Opponents contend that the billionaire mayor, who spent a record-breaking $75 million on his 2001 campaign, will use his fortune again to further his ambitions. In response, the Democratic Party hired a consultant, Howard Wolfson, who worked on Hillary Clinton’s senatorial campaign, and a polling firm to defeat the proposal.

Seeking to dampen the furor, Mr. Bloomberg said he would refrain from spending his money to publicize the merits of nonpartisan elections and promised that if the measure is adopted it would not go into effect until 2009. He also said party affiliation could still appear on the ballot.

The mayor’s pledge included the caveat that Democrats agree to refrain from spending big bucks to knock the referendum down. Recent polls indicated that most New Yorkers are opposed to the nonpartisan elections.

His critics were not appeased.

“He’s caught with his fingers in the cookie jar,” Mr. Long said.

But a veteran political source said, “He had to back off to preserve something he really likes.”

In a letter to the chairman of the Charter Revision Commission, Frank J. Macchiarola, Mr. Bloomberg wrote: “I strongly believe that the implementation of non-partisan elections in New York City should occur in 2009.

“This will negate any argument that I gain any personal benefit from such a change and it will keep the current system in place through my re-election campaign in 2005 — the system, it should be noted, that allowed both me and Rudy Giuliani to win the mayoralty.”

Democratic Rep. Charles Rangel, the senior member of the state’s congressional delegation, is against the proposal, while Mayor Edward I. Koch, a Democrat and Bloomberg supporter, is dead set against it.
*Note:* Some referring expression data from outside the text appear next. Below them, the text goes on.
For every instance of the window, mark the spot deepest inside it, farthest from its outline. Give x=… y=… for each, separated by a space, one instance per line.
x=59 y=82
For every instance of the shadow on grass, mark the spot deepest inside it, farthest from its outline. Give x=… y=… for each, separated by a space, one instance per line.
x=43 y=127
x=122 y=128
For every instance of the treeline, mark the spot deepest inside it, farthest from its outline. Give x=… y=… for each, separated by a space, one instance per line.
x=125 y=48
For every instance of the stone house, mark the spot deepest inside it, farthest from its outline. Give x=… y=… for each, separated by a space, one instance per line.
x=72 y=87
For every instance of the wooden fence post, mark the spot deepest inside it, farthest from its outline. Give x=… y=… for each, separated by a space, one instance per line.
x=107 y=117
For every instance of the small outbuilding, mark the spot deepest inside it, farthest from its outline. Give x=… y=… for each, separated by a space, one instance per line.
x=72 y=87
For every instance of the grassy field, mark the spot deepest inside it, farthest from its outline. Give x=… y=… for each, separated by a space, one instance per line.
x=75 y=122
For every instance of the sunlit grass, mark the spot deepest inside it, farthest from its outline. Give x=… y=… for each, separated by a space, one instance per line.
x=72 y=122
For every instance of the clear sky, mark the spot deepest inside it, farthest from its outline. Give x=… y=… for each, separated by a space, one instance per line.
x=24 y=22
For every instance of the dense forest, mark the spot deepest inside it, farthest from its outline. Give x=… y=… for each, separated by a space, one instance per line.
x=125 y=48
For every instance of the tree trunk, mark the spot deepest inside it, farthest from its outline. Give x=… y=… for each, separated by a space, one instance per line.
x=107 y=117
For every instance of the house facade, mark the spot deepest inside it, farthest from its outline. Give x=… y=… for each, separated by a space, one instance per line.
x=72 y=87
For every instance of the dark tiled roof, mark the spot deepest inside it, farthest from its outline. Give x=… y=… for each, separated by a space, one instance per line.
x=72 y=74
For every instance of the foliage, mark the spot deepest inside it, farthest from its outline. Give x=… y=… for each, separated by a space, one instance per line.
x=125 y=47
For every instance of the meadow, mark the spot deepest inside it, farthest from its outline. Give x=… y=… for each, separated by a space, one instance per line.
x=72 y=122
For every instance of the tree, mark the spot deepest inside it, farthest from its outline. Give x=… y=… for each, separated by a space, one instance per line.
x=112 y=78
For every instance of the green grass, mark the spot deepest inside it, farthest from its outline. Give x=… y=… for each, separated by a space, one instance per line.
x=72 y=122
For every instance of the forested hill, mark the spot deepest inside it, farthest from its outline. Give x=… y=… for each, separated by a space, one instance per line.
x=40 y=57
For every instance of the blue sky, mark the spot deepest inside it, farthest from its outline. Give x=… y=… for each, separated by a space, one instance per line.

Former Public Advocate Mark Green, the Democratic nominee in the 2001 mayoral election, rejected suggestions that nonpartisan elections would break the “Democratic machine.”

Mr. Green argued in the online Manhattan Gazette that Mr. Bloomberg’s latest idea is simply a case of repaying a “party boss.” He points out the Independent Party’s Lenora Fulani gave Mr. Bloomberg her support in 2001, possibly providing his victory margin, and that the proposal would benefit her group’s efforts to establish a viable third party.